Aquela mulher era o caminho para a sua liberdade.
Enquanto ele observava tudo minuciosamente, ela seguia-o atenta e curiosa
no pormenor com que reparava em tudo. Sentia-se lisonjeada mas, ao mesmo tempo,
um pouco devassada. Contudo, não lhe podia recusar esse privilégio. E aos
poucos, foi-se libertando e até aguçando a sua curiosidade, que não deixava de
a fascinar. Afinal, ele era o tal, especial. Ele era lindo! Isso era inegável.
Até as amigas vizinhas, já o tinham comentado. Mas elas eram novas, era
perfeitamente natural. Em todo o caso, o facto é que ele era mesmo bonito. E
não era só a beleza física. Era a altura, o porte, o ar com um misto de timidez
e o sorriso só no olhar. Era aquela cor morena de quem está permanentemente
bronzeado do sol. Era uma coisa que só ele tinha ou que só ela via, porque não
se podia explicar.
E quando ela fez questão de lhe mostrar a casa de banho, um espaço tão
importante como os demais, ele ficou em êxtase profundo. Com o olhar, percorreu
as quatro paredes e deteve-se no quadro dos banhos turcos, com as mulheres
semi-nuas na água e dizia oh, oh… estava impressionado com a beleza da pintura,
mas o facto de as mulheres estarem quase despidas com os seios à mostra,
deixava-o mudo, engasgado, ao ponto de ela ter de intervir para lhe fazer
lembrar que aquilo não eram mulheres nuas; aquilo era arte e a arte era para
ser apreciada e admirada sem qualquer julgamento. Ele respondia “yes, yes…”
numa voz tão sublime quanto velada, num tom de submissão e rendição absoluta.
Era de uma doçura impressionante!
Como era lindo!… pensava ela. Não tinha mudado nada, desde a primeira vez
que o vira. A sua doçura continuava igual. Tudo nele continuava na mesma. Doce,
terno, com aquela maliciosa ingenuidade e aquele olhar misterioso de sempre,
apesar de que todas as portas tinham sido definitivamente abertas. Sem regras,
sem limites, sem objecções; sem compromissos, apenas o compromisso da
felicidade através do amor que proporcionavam um ao outro, tudo no maior
sigilo, para não ser corrompido nem interrompido contra a vontade de ambos.

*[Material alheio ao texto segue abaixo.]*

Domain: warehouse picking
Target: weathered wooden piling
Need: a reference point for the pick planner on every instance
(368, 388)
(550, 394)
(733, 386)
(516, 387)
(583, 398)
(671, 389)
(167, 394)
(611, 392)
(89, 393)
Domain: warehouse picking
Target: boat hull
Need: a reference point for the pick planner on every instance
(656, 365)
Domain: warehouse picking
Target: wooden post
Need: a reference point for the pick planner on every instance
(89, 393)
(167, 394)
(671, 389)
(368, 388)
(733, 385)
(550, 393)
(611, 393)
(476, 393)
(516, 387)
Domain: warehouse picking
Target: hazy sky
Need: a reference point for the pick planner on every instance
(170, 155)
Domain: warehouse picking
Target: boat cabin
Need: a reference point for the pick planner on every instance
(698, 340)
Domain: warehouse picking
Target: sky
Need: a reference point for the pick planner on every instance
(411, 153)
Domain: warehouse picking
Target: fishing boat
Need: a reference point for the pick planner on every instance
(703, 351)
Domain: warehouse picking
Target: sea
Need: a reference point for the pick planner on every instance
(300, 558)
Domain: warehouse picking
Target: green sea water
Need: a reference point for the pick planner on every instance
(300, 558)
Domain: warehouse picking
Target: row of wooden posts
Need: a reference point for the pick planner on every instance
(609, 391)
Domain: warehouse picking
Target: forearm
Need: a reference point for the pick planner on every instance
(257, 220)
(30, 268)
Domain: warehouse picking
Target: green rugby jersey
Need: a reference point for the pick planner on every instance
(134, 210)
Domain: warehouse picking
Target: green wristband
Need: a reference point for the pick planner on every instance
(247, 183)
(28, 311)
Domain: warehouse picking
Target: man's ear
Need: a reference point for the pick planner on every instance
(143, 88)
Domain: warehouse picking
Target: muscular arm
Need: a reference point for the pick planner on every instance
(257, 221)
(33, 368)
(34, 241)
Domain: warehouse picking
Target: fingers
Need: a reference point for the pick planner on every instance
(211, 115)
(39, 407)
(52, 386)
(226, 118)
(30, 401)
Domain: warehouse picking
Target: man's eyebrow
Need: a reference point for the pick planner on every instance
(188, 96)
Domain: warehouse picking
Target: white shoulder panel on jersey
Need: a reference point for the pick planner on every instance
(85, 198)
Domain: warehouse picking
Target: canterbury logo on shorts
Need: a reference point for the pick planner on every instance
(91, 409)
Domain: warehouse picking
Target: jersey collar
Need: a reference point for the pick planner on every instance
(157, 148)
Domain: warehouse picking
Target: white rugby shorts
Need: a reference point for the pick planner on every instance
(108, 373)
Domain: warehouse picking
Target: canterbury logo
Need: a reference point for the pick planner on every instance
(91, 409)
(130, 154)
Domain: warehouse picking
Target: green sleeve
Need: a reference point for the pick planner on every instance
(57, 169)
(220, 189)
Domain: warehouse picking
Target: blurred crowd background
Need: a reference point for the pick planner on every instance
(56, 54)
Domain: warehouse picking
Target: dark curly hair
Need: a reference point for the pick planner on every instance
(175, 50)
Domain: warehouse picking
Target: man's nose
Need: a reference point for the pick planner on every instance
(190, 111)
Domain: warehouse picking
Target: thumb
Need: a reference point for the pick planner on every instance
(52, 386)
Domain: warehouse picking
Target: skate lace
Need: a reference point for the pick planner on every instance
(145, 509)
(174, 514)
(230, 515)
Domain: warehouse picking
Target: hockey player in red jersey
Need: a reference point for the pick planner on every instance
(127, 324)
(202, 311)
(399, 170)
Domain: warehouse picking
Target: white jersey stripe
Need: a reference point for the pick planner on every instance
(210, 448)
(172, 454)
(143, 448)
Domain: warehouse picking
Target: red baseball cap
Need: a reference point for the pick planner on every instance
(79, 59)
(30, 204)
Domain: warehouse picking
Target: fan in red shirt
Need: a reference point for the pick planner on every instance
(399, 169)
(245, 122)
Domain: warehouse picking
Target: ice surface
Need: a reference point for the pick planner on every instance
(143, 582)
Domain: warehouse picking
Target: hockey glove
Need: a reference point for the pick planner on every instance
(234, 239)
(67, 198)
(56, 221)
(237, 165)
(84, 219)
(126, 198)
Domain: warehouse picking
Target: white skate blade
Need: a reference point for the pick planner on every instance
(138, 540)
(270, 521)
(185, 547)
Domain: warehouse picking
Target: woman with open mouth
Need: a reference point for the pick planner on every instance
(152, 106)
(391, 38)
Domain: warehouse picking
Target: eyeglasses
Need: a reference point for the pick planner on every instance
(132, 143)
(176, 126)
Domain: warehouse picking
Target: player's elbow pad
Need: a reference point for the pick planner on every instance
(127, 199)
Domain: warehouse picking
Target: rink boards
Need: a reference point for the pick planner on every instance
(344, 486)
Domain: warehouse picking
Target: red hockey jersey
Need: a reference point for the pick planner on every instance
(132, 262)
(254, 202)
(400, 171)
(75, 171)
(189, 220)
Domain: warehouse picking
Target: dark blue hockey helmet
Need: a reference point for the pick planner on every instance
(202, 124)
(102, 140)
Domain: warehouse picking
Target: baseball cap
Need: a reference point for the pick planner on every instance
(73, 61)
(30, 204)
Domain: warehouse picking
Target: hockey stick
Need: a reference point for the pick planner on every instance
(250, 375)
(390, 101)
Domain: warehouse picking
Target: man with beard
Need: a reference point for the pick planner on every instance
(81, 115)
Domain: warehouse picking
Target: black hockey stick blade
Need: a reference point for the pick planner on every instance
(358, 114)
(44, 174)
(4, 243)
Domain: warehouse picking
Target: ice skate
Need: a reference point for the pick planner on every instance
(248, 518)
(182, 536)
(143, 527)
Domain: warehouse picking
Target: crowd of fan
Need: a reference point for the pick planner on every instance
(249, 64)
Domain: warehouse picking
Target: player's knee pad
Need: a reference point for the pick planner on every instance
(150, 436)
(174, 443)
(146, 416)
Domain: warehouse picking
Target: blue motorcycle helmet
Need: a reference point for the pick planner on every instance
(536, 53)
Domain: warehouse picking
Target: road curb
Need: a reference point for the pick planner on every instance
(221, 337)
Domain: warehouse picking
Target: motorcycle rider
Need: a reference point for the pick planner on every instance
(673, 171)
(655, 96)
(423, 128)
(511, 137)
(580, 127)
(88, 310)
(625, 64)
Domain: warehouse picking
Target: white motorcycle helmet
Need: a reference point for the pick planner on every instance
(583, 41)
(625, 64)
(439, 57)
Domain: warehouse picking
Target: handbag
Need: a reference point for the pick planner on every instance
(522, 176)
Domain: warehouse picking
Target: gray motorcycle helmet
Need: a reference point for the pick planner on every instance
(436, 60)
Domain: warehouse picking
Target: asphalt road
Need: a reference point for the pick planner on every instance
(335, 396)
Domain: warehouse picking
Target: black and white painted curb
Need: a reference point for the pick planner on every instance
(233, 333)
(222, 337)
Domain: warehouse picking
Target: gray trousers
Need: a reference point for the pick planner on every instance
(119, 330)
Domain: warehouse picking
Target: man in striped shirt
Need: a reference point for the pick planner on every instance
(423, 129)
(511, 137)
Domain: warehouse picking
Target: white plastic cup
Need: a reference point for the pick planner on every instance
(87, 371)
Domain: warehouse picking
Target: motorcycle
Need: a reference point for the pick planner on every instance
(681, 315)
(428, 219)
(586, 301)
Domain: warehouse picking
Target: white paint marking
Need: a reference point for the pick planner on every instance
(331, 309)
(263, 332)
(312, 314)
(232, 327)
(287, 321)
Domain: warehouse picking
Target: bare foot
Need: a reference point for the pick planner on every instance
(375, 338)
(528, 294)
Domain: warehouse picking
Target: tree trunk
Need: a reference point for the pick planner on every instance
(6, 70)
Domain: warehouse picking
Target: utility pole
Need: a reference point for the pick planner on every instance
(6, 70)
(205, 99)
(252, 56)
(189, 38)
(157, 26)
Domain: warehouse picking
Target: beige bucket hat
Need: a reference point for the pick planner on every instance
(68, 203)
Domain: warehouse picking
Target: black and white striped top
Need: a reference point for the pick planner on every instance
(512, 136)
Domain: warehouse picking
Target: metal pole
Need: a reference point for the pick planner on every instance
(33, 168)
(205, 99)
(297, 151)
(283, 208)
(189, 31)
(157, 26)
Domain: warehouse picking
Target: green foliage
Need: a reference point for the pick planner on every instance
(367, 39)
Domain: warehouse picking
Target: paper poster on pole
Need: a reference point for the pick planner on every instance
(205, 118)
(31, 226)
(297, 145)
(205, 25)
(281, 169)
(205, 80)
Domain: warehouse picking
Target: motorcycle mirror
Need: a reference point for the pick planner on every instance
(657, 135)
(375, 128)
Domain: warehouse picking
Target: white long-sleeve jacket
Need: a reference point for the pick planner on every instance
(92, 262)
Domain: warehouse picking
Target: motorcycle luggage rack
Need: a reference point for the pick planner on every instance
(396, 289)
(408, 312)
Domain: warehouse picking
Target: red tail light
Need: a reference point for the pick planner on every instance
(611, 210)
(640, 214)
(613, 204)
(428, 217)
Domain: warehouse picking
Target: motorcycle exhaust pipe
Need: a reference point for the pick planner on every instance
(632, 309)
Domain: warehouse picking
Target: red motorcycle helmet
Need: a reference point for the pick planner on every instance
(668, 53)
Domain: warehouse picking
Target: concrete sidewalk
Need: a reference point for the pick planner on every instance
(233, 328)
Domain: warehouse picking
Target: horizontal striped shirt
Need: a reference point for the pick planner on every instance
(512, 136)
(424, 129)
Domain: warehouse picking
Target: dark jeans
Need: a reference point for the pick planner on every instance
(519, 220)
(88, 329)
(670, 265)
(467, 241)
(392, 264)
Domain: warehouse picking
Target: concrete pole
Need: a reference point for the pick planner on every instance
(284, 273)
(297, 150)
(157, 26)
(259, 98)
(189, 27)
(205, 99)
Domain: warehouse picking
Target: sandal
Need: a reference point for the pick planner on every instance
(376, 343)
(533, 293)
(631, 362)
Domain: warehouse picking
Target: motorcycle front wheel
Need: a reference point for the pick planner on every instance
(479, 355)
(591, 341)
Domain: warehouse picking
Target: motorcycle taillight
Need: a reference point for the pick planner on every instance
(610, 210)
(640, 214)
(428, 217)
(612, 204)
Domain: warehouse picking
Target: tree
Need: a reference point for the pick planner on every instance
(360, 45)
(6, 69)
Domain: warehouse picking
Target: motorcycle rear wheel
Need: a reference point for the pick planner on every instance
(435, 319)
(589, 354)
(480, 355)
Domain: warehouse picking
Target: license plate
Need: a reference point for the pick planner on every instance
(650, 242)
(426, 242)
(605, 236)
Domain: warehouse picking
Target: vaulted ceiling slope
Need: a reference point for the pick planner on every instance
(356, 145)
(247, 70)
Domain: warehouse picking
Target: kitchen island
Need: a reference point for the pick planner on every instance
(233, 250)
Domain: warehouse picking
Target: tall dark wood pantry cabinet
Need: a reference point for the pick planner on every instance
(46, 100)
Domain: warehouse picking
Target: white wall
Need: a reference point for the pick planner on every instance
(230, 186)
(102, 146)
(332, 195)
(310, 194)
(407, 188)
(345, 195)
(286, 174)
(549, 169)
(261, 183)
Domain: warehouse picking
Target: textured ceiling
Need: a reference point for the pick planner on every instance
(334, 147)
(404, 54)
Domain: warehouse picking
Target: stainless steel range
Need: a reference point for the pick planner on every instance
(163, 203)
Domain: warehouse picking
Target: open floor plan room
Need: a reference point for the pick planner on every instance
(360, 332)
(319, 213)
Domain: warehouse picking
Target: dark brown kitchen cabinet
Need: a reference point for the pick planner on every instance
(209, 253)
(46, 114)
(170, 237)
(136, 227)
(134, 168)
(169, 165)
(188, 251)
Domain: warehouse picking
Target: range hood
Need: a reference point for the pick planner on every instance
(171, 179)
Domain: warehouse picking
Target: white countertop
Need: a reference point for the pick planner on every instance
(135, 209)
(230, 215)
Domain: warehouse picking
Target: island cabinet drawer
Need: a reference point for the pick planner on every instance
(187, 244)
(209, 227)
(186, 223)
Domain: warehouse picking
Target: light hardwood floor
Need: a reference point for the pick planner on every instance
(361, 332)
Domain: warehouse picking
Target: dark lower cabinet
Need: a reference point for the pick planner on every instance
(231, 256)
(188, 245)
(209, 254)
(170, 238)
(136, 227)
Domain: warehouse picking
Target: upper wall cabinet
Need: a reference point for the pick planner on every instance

Tudo o que havia para partilhar era aquele amor indefinido, intemporal, sem
reclamações, sem exigência alguma. Só a liberdade prevalecia. Só a liberdade
era permitida e permanecia. Para isso se tinham quebrado definitivamente as
algemas, banido todos os credos e tudo o mais. Ali não havia lugar para a voz
dos outros. Já era tão pouco o tempo que tinham um para o outro, sem contar com
a ginástica que era preciso fazer para não dar nas vistas e manter tudo no
maior segredo. Era um esforço e tanto, segurar aquela adrenalina que não parava
de disparar, quando se continuavam a cruzar e se metiam outros pelo meio,
porque a vida continuava.
Aliás, tudo continuava na mesma, exactamente igual, apenas eles tinham
revertido o jogo, porque já não eram mais estranhos um para o outro. Quando uma
porta se fechava, logo a outra se abria, para deixar entrar por toda a casa,
pelo ar que respiravam, pelo calor que seus corpos embrenhados emanavam, todo
aquele prazer que os fazia respirar com mais leveza e viver com a mesma
intensidade, cada momento como se fosse simultaneamente o primeiro e o último. O
único, porque também o único segredo de suas vidas.